Je ne trouvai pas de mot pour « racisme » dans la langue de Dérim. Oscar demanda des précisions :
— C’est une différence politique ? vous souhaitez la liberté ? non, ce n’est pas ça, vous ne parlez pas la langue de Dérim… C’est une différence d’origine ?
— Je crois que c’est cela. Nous traînons une réputation de pirates, de voleurs. Mais c’est faux ! »
Ils se tourna vers Kaadji pour lui relater notre conversation. Kaadji lança quelques mots dans la seule langue que nous comprenions ici : « oui, j’ai compris vos préoccupations. Vous êtes curieux des cultures. C’est bien. »
Il abandonnait son dialecte pour nous donner des bons points…
« Je vais vous montrer mon touk ! », dit-il fièrement.
« Purée, on dirait un Corse, grommela Oscar alors que nous arpentions la sente qui descendait jusqu’au port. Le gars fait semblant de ne pas parler la langue que tout le monde parle… et quand tu te rends compte qu’il la maîtrise, tu oses à peine le regarder dans les yeux, ce que lui ne se prive pas de faire… »
Kouhoun, l’enfant, s’accrochait à nos pantalons sans aucune gène. Il tirait dessus pour en éprouver la solidité. Il avait une peau de miel et ses vêtements étaient à peine tâchés. Tous les gens que nous avions vus étaient très propres, comme ce gosse. Mais Kaadji, lui, avait un air négligé qui le différenciait des autres : il n’était pas rasé, ses sourcils étaient d’une noirceur intense. Son compère aveugle avait le visage barré d’une cicatrice légèrement rose.
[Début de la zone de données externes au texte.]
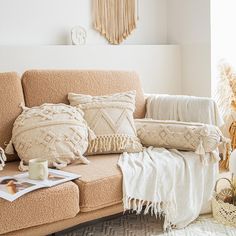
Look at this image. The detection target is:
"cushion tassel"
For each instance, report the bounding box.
[0,147,7,170]
[88,127,97,141]
[4,140,15,155]
[195,139,206,155]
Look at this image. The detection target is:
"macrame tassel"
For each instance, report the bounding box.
[5,140,15,155]
[0,147,7,170]
[18,160,29,171]
[93,0,138,44]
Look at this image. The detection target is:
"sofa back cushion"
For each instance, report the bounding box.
[22,70,145,118]
[0,72,24,161]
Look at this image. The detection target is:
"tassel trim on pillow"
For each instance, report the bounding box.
[0,147,7,170]
[5,140,15,155]
[87,135,142,154]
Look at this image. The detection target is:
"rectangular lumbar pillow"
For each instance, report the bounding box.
[68,91,142,155]
[5,104,95,171]
[135,119,228,155]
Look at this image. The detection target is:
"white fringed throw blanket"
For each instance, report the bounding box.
[146,94,224,127]
[118,147,218,230]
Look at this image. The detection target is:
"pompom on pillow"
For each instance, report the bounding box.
[135,119,228,159]
[5,103,95,171]
[68,91,142,155]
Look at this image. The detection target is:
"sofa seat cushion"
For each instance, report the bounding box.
[63,154,122,212]
[0,162,79,234]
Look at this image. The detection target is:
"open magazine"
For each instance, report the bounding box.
[0,169,81,202]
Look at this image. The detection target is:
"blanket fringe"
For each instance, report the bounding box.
[123,197,174,231]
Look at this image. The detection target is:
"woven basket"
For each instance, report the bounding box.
[212,178,236,227]
[212,197,236,227]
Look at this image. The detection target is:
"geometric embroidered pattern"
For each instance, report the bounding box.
[135,119,223,154]
[8,104,89,168]
[68,91,142,155]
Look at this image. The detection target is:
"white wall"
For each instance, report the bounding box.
[167,0,211,96]
[211,0,236,95]
[0,0,167,45]
[0,45,181,94]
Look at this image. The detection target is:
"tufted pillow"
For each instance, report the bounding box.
[135,119,227,155]
[68,91,142,155]
[0,147,7,170]
[6,103,93,170]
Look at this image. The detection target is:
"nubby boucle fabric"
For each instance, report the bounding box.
[6,104,95,171]
[68,91,142,155]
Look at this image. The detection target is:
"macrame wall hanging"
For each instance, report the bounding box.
[93,0,138,44]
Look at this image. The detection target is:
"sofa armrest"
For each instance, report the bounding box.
[145,94,224,127]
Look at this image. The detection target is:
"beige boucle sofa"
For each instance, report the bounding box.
[0,70,145,236]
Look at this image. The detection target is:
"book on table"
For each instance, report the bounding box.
[0,168,81,202]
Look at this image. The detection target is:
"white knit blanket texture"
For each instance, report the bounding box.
[118,95,220,230]
[146,94,224,127]
[118,147,218,231]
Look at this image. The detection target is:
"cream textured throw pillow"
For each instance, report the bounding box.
[135,119,227,158]
[68,91,142,155]
[6,104,93,171]
[0,147,7,170]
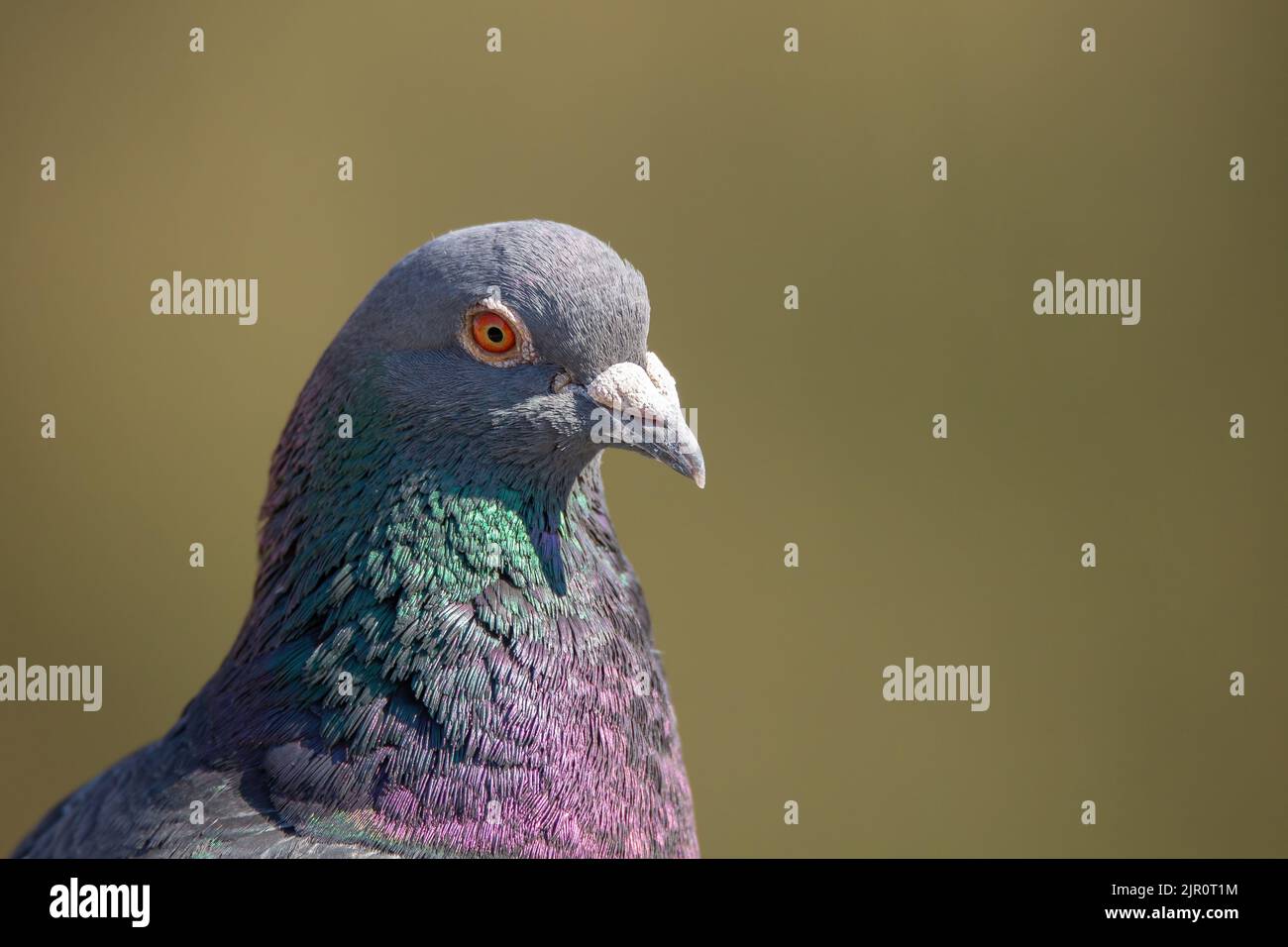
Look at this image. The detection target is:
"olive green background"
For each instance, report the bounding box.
[0,0,1288,857]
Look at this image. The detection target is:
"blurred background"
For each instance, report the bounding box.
[0,0,1288,857]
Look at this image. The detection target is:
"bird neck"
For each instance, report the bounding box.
[193,378,696,856]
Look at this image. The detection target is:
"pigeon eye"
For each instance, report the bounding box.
[471,312,516,355]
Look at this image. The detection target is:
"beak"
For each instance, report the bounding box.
[587,352,707,488]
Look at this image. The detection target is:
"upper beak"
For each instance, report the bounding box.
[587,352,707,488]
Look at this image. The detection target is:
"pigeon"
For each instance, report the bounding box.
[14,220,705,858]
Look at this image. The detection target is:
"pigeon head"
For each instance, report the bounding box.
[327,220,705,488]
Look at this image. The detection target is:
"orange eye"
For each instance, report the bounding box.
[471,312,515,355]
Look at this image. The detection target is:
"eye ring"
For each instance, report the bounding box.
[459,300,537,368]
[471,309,519,356]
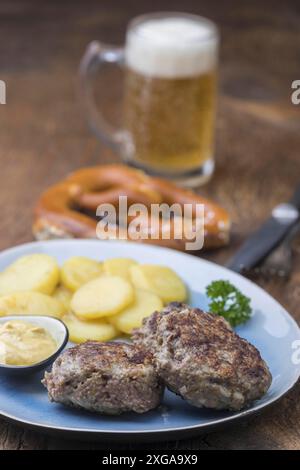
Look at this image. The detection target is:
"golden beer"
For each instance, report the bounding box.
[124,13,218,185]
[124,69,216,173]
[80,12,219,186]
Parvenus au bord de l’eau, Kaadji s’approcha d’une machine qui ressemblait à des rouets de fileuse mis en batterie et peints de toutes les couleurs. Il actionna une manette parmi les autres et mit en branle une manivelle. La poulie couinait malgré l’huile qui l’imprégnait. Là-bas, un bateau s’approchait parmi d’autres, tiré par le fil qui le reliait à terre. Etant d’une nature portée à la mise en question des systèmes, je me demandai comment ce mode de rangement des bateaux, en apparence simple et intelligent, n’aboutissait pas à l’entortillement des fils au gré des marées et des courants, à la collision des bateaux…
Quand nous eûmes pris place à bord, je compris : l’autre côté des bateaux était relié à un réseau de poulies aménagé sur un récif au centre de l’anse. Il n’empêche, la manœuvre pour se dégager du port à poulies fut longue et fastidieuse. Plus près du centre du village, quelques bateaux étaient amarrés aux pontons, ceux-là devaient être privilégiés. Milo nous apprit que seuls les marins qui faisaient métier de la pêche avaient l’autorisation pour les pontons.
Bah, qu’importe, nous étions déjà sous voile, en train de tirer des bords dans l’anse de Talava. La brise était pleine et douce. Les embruns nous éclaboussaient joyeusement. Il faisait beau, et nous avions envie de deviser à l’infini, de parler des femmes, de la vie et de la mort.